The lorry driver's brilliant daughter running an investment bank
Last week, Laura Janssens was promoted to head the European investment bank at Berenberg. It was an event that could very easily have never happened. Janssens found her way into banking from a very different background and then feared her career was over after having children. From her new vantage point, she's keen to be a catalyst for change, and to perpetuate the Berenberg culture that she says differentiates the privately-owned German bank from its bigger publicly-owned competitors.
“There were some brilliant women I worked with 10–15 years ago who left the industry because it was too difficult to make it work or they felt overlooked," Janssens tells us. "They weren’t lucky enough to be given an opportunity like I’ve had at Berenberg."
Janssens joined Berenberg in 2011 after having her second child. She'd spent four years at UBS and eight years at Merrill Lynch, and during that time had become one of Europe's top-ranked telecoms analysts. Motherhood changed everything. When she returned to UBS after nearly a year of maternity leave, Janssens found herself labelled an underperformer. "I felt like I was on the back foot," she says. "My career felt like it had ground to a halt. I didn’t have any role models, and didn’t understand that this feeling would pass. I almost quit the industry”.

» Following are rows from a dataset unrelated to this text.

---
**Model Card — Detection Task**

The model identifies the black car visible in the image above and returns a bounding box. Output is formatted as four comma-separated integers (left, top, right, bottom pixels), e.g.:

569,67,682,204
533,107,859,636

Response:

At the same time, she says the travel that was expected of senior equity researchers was draining the hours she had available to spend with her young family. “When I was a marketing analyst travelling a lot there would be nights when the plane would circle around Heathrow, waiting to land, and I’d watch the time I thought I’d have with my children ebbing away,” she recalls.
Janssens quit UBS. Instead of fleeing finance altogether, she joined Berenberg in a different sort of job. - She became a saleswoman to avoid the travel. Within a year, though, she'd been promoted back into research by Hendrik Riehmer and David Mortlock, Berenberg's overall managing partner and head of the investment bank respectively. It was a very different and more accommodating environment. Over the next decade she went from head of European research, to head of European equities, head of the London branch and now head of the European investment bank. "I feel very fortunate to have been part of what we built in the last decade,” Janssens reflects.
From Belfast to Suffolk to Cambridge to banking
It's not just motherhood that acted as a potential impediment to Janssens' progression. In an industry increasingly conscious of its socioeconomic homogeneity, Janssens is a rare example of a person with comparatively underprivileged origins who's made it to the top. Having spent much of her career trying hard to be assimilated in a world where 90% of senior people come from families in higher socioeconomic strata, she's now comfortable discussing her path - and wants to help other students like herself into the financial services industry.
Janssens family is Northern Irish. Her father was a lorry driver. Her childhood was spent first in Belfast and then in Suffolk, where she went to the local state comprehensive school and was identified for her proficiency at mathematics. This led to a sponsorship from British Telecoms (BT), which in turn changed her life.
“My BT sponsorship paid for me to go to university," says Janssens. "Before that, I was making ends meet by chambermaiding for 16 hours every weekend.”
The BT sponsorship also fostered her lifelong passion for all things telecom. "From when I was 15, I worked at BT’s research labs every summer," she recollects. "They gave me £200 pounds a week (a fortune then) and I was doing things like soldering circuit boards and even climbing telegraph poles. I loved it, and even now I like my analysts to be obsessed with their subject matter, no matter how esoteric.”
Janssens attended Cambridge University. She began her banking career on Merrill Lynch's graduate program in September 1999 - six months before the dot com was initially pricked and around a year before it burst entirely. “After the crazy TMT bubble of 1998 and 1999, everything imploded in 2001," she says. "My bosses, who had been earning huge amounts of money, just quit."
In an intimation of the opportunities that can arise for ambitious young people in downturns, Janssens - who was just 26 at the time and the junior on the desk - was suddenly catapulted into a senior role. "I inherited the Merrill Lynch telecoms team," she says. "Everything changed overnight, and I think it actually helped to be young and unconstrained. When our team made number one everyone was surprised except us. We had eaten three meals a day together for months, and we knew we had worked harder than everyone else.”
Berenberg has a graduate program and Janssens - whose own children have had an upbringing very different to her own - is keen to make it as accessible to people from all backgrounds as possible, without discriminating for or against applicants from any position on the socioeconomic spectrum. To this end, after first having their CVs screened to make sure they meet the requisite academic standards, students applying for Berenberg's graduate program are then judged "blind" based on their responses to a questionnaire that's as non-discriminatory as possible. “We get some fascinating replies," enthuses Janssens. "Reading through them all with the team was a great morning.”